Retinal organoids provide a powerful tool to diagnose and study Leber congenital amaurosis

Leber Congenital Amaurosis (LCA) is an inherited retinal disease leading to severe vision impairment from early infancy, affecting 2-3 out of every 100,000 newborns. LCA is caused by variants in certain genes from which proteins essential for retinal cell function and survival are made. Mutations in over 20 different genes can cause LCA and in each of those genes, hundreds of different changes, known as genetic variants, can occur. Importantly, while some of these genetic variants are benign and do not compromise function, other variants cause dysfunction or complete loss of function. Further, for some of these variants, which are called variants of uncertain significance (VUS), it is currently not known if they are disease causing or benign. 

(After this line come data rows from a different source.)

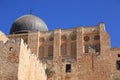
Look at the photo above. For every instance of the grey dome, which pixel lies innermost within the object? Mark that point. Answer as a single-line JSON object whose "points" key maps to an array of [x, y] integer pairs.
{"points": [[28, 23]]}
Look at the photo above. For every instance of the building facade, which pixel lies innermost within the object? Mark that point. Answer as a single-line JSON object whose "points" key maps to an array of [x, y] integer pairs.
{"points": [[81, 53]]}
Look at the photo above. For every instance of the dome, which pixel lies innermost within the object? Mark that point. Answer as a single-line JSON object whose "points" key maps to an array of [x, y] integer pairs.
{"points": [[28, 23]]}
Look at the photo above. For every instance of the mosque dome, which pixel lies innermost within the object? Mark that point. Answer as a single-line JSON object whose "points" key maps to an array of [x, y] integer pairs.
{"points": [[28, 23]]}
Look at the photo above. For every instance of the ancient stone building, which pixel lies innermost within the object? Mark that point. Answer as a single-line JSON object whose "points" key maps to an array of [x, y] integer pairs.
{"points": [[81, 53]]}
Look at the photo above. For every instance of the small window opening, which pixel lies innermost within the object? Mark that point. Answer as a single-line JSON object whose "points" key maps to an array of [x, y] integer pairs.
{"points": [[11, 48], [118, 55], [118, 65], [68, 67]]}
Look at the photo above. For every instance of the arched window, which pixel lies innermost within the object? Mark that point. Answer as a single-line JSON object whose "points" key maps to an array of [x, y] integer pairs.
{"points": [[73, 49], [63, 49], [63, 37], [41, 51], [86, 38], [86, 48], [51, 38], [50, 50], [96, 37]]}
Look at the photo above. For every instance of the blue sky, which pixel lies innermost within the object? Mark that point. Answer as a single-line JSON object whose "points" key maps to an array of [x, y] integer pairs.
{"points": [[65, 14]]}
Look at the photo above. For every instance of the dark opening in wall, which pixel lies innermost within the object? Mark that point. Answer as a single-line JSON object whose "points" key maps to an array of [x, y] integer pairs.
{"points": [[118, 55], [68, 67], [118, 65], [11, 48]]}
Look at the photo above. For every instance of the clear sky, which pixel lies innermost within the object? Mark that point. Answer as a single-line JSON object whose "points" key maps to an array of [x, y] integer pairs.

The research team of Robyn Jamieson from Children's Medical Research Institute, University of Sydney, Australia have now set up a lab-based testing platform to classify VUS in retinal organoids, which are small 3D structures of retinal cells resembling the human retina. The work was published recently in Stem Cell Reports. The retinal organoids were grown from immature stem cells taken from a LCA patient with known pathogenic variants in the gene RPGRIP1, and from a second patient who carried a VUS in the same gene. Organoids from both patients had distinct abnormalities such as less light-sensing photoreceptors and altered gene expression. Having identified these "biomarkers" of RPGRIP1-related LCA in the retinal organoids, Jamieson's team went one step further and inserted the RPGRIP1 VUS into healthy retinal organoids. Strikingly, the genetically engineered retinal organoids also developed the disease changes, confirming that the VUS in the RPGRIP1 gene was indeed pathogenic. Further, by reintroducing a healthy RPGRIP1 gene into the retinal organoids these disease-mediated changes were reversed. This new platform can be used to classify new VUS in RPGRIP1 and other LCA genes, enabling clinical genetic diagnosis. Ultimately, the gained knowledge may help to develop targeted therapies for LCA patients and will inform decision-making and genetic counselling for at-risk populations.